Muy importante fue también la liberación, por año y medio, de los derechos de libros, planos, sables, fusiles, espadas y pistolas, imprentas y herramientas.

Pero algunas cosas muy importantes quedaron en manos del fisco: tabaco, naipes y los licores extranjeros, lo que tendría enormes consecuencias en un futuro e implicaría la aparición de Diego Portales en la escena nacional.

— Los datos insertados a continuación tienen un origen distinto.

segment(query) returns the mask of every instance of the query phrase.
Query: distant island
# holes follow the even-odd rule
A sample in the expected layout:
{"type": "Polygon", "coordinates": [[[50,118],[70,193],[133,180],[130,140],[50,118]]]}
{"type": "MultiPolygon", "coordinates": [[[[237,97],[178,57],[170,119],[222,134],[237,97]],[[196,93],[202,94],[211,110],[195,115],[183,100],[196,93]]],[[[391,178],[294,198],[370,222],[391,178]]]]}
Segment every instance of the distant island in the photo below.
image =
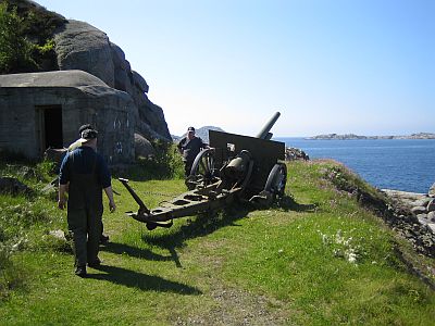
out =
{"type": "Polygon", "coordinates": [[[318,135],[313,137],[307,137],[309,140],[349,140],[349,139],[435,139],[435,134],[432,133],[419,133],[411,134],[408,136],[359,136],[355,134],[326,134],[318,135]]]}
{"type": "MultiPolygon", "coordinates": [[[[209,130],[216,130],[216,131],[224,131],[222,128],[220,127],[215,127],[215,126],[204,126],[204,127],[200,127],[197,128],[195,130],[195,134],[197,137],[200,137],[203,141],[209,142],[209,130]]],[[[186,136],[186,134],[184,134],[183,136],[175,136],[175,135],[171,135],[172,136],[172,140],[177,142],[179,141],[184,136],[186,136]]]]}

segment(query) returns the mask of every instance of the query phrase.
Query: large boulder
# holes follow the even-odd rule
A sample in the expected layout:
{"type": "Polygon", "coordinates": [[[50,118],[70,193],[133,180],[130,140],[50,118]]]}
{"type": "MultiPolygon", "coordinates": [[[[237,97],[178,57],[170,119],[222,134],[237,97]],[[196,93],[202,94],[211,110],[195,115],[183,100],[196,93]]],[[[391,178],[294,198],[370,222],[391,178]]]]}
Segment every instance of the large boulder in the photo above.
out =
{"type": "Polygon", "coordinates": [[[58,65],[61,71],[80,70],[114,87],[112,49],[100,29],[70,20],[54,36],[58,65]]]}
{"type": "Polygon", "coordinates": [[[135,130],[147,138],[171,141],[163,110],[152,103],[146,79],[132,71],[124,51],[98,28],[69,21],[54,37],[60,70],[83,70],[108,86],[127,92],[135,103],[135,130]]]}
{"type": "Polygon", "coordinates": [[[156,155],[156,150],[151,142],[140,134],[135,134],[135,155],[136,158],[150,158],[156,155]]]}

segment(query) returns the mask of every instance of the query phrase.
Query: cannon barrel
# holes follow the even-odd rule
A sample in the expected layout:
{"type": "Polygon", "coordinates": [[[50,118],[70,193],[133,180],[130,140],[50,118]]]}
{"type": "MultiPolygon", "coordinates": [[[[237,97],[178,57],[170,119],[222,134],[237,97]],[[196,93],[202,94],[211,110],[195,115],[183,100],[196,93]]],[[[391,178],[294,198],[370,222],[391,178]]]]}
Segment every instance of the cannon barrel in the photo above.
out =
{"type": "Polygon", "coordinates": [[[256,137],[260,138],[260,139],[266,139],[266,140],[271,139],[272,134],[270,131],[271,131],[273,125],[275,124],[275,122],[278,120],[279,115],[281,115],[281,113],[276,112],[256,137]]]}

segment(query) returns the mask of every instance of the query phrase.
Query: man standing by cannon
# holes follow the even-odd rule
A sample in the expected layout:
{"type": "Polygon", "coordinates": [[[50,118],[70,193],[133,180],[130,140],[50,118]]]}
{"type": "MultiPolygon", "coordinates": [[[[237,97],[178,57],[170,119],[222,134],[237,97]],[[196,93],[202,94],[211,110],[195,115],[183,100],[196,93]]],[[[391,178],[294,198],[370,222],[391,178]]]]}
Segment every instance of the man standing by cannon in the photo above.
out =
{"type": "Polygon", "coordinates": [[[178,142],[177,148],[183,155],[184,171],[187,177],[190,175],[191,165],[200,150],[210,147],[200,137],[195,136],[194,127],[188,127],[186,137],[178,142]]]}
{"type": "Polygon", "coordinates": [[[82,133],[82,146],[63,159],[59,174],[59,209],[66,204],[69,185],[67,224],[73,235],[75,274],[86,276],[86,263],[98,267],[99,239],[101,236],[102,189],[109,198],[109,208],[116,209],[113,201],[111,178],[103,158],[97,153],[95,129],[82,133]]]}

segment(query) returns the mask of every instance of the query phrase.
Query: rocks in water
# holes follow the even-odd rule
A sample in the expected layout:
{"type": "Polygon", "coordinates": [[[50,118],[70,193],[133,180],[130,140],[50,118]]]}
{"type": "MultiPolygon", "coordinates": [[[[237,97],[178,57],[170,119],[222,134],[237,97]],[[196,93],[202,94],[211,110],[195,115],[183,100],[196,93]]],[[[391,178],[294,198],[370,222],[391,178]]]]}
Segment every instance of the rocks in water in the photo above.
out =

Eran tiempos confusos e intensos. Había desconfianza e inseguridad, abundaban las proclamas, los rumores, las noticias falsas, los cambios de bando y las reuniones clandestinas. El procurador de la ciudad, José Miguel Infante, dijo en un discurso que la tensión había ido escalando. «Cada día se aumentaba más el odio y aversión entre ambas facciones, hasta amenazarse recíprocamente con el exterminio de una u otra»37. Y como se sabía que era urgente organizarse y crear nuevas tropas, se decretó la formación de un batallón de infantería, dos escuadrones de caballería y se amplió el cuerpo de artillería. En pocos meses eran más de dos mil quinientos.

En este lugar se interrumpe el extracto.